Random forests have their variable importance calculated using one of two methods, of which permutation-based importance is considered better. In R’s
randomForest package, this returns a measure called
%IncMSE (or percentage increase in mean squared error) for regression cases. The calculation is explained clearly by @SorenHavelundWelling in this answer:
%IncMSE is the most robust and informative measure. It is the increase
in mse of predictions(estimated with out-of-bag-CV) as a result of
variable j being permuted(values randomly shuffled).
- grow regression forest. Compute OOB-mse, name this mse0.
- for 1 to j var: permute values of column j, then predict and compute OOB-mse(j)
- %IncMSE of j’th is (mse(j)-mse0)/mse0 * 100%
This matches my prior understanding as well. But the package documentation explains things this way (emphasis mine):
The first measure [%IncMSE] is computed from permuting OOB data: For each tree,
the prediction error on the out-of-bag portion of the data is recorded
(error rate for classification, MSE for regression).

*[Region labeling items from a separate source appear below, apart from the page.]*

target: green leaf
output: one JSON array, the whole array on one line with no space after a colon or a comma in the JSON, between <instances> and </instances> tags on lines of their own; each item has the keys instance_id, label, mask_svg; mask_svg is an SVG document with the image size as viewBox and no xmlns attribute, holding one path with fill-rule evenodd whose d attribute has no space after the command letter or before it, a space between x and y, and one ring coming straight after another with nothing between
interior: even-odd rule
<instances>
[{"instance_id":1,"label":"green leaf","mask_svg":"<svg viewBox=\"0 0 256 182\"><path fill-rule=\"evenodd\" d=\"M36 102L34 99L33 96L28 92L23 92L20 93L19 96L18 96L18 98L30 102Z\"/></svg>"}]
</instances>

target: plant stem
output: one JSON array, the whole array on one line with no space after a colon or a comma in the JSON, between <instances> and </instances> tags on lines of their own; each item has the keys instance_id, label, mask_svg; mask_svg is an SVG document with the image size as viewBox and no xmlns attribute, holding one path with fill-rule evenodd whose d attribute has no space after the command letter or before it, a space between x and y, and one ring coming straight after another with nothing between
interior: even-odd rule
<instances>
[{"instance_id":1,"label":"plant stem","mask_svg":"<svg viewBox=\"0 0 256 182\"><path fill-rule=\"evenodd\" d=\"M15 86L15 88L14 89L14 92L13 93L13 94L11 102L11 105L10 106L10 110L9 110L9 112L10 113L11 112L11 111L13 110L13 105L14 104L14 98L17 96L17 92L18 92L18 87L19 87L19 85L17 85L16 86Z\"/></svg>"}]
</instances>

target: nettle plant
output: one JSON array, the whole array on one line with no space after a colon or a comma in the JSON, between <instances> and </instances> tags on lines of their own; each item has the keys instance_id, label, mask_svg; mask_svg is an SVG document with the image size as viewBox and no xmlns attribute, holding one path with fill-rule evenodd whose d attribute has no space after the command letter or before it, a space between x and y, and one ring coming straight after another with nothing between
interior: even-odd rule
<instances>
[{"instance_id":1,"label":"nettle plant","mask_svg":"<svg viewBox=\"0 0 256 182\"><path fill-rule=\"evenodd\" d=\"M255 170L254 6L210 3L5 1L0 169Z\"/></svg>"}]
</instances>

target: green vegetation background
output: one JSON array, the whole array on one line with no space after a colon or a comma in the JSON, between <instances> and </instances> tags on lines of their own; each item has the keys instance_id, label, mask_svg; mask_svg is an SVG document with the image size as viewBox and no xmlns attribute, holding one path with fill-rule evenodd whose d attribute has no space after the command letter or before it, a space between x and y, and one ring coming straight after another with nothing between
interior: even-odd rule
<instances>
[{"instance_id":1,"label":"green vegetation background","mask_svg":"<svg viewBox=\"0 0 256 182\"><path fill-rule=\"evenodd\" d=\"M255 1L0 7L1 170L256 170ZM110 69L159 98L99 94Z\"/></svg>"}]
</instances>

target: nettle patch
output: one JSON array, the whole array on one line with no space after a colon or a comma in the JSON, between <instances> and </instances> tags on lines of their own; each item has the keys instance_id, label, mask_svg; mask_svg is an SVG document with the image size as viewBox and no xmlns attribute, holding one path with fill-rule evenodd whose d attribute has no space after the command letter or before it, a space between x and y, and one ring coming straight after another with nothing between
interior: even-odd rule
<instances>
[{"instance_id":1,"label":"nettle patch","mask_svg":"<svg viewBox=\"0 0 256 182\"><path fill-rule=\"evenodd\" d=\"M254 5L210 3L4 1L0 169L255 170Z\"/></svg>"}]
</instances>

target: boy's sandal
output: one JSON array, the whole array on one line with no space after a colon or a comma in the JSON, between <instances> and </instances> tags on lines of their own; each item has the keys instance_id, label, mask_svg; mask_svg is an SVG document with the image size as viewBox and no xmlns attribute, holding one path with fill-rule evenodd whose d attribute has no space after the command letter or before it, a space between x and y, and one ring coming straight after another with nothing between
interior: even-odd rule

Then the same is
done after permuting each predictor variable. The difference between
the two are then averaged over all trees, and normalized by the
standard deviation of the differences. If the standard deviation of
the differences is equal to 0 for a variable, the division is not done
(but the average is almost always equal to 0 in that case).
This normalization step does not really make sense to me, and is omitted by the answer quoted above as well. Why is this part of the calculation? And does the resulting value retain the meaning of a percentage change after this normalization? It wouldn’t seem like it to me.